Employers have to reply in writing to the employee within 21 days saying if they accept or refuse the request for flexible working arrangements. The updated legislation now includes a (non-exhaustive) list of the various grounds you can rely upon if rejecting the request. These include:
- The requested changes would be too expensive for the employer to implement
- It would be impractical to change the working arrangements of your other employees to meet the employee’s request or recruit new employees
- The changes would result in a significant losses in productivity or efficiency, and
- The changes would be likely to have a significant negative impact on customer service.

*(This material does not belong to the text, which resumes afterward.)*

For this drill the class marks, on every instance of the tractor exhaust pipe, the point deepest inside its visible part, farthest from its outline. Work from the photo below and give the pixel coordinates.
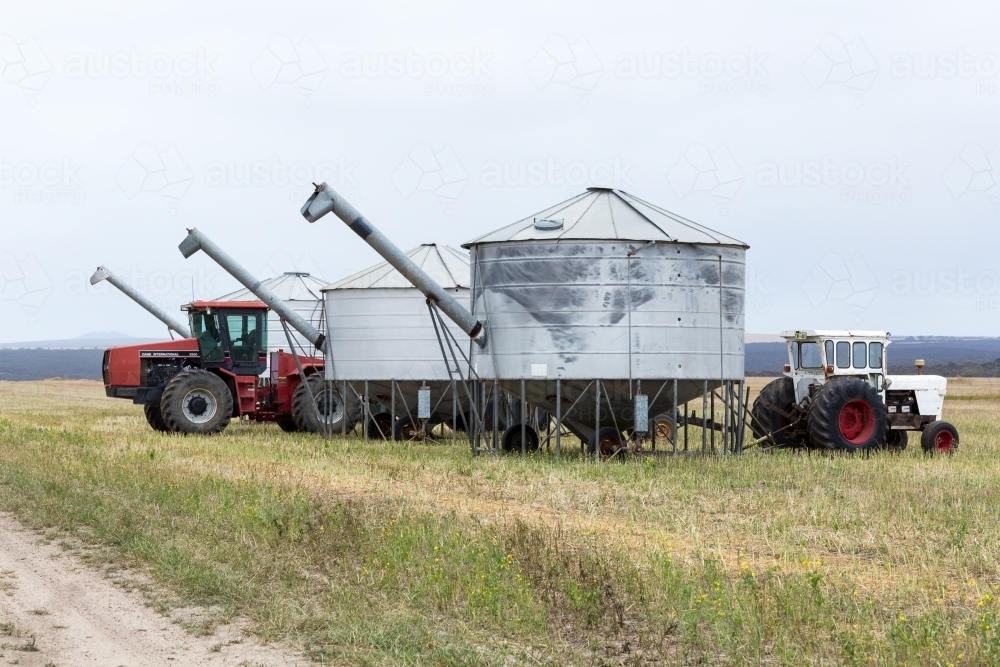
(157, 312)
(325, 199)
(196, 241)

Before deciding on whether there are reasonable grounds to refuse a request, employers should look at:
- How the change would affect the workplaces finances, efficiency, productivity and customer service
- How easy it is for current staff to cover work
- How easy it is to find someone else to do the work
- The arrangements needed to accommodate the employees request.
2. Parental Leave
Significant changes have also been made to unpaid parental leave entitlements and, once again, heavy penalties may be imposed if you don’t meet your new obligations.
As of 1 July, members of eligible ’employee couples’ can now take up to 8 weeks of unpaid concurrent leave – a significant increase from the previous 3 week limit. In addition, this leave no longer needs to be taken as soon as the child is born or placed into your employee’s care or it can be taken in separate periods of at least 2 week blocks.
Employees with less than 12 months’ service are now also eligible to request a transfer to a ‘safe job’ during their pregnancy and, if no safe job exists at the time, you will become obligated to provide the employee with access to unpaid parental leave. In practice, this may present a number of difficulties for you, especially if you’re running a small business.
3. Other Changes from 1 January 2014
Amendments have also been made to your obligations to “consult” with employees regarding changes to regular rosters and ordinary working hours, union right of entry into your workplace and time limits for ‘unlawful termination’ applications. Employees who are being bullied at work will be able to apply to the Fair Work Commission for an order to stop the bullying. The Commission will have to commence to deal with the matter within 14 days.
Expert advice should always be sought if you find yourself dealing with any of these situations.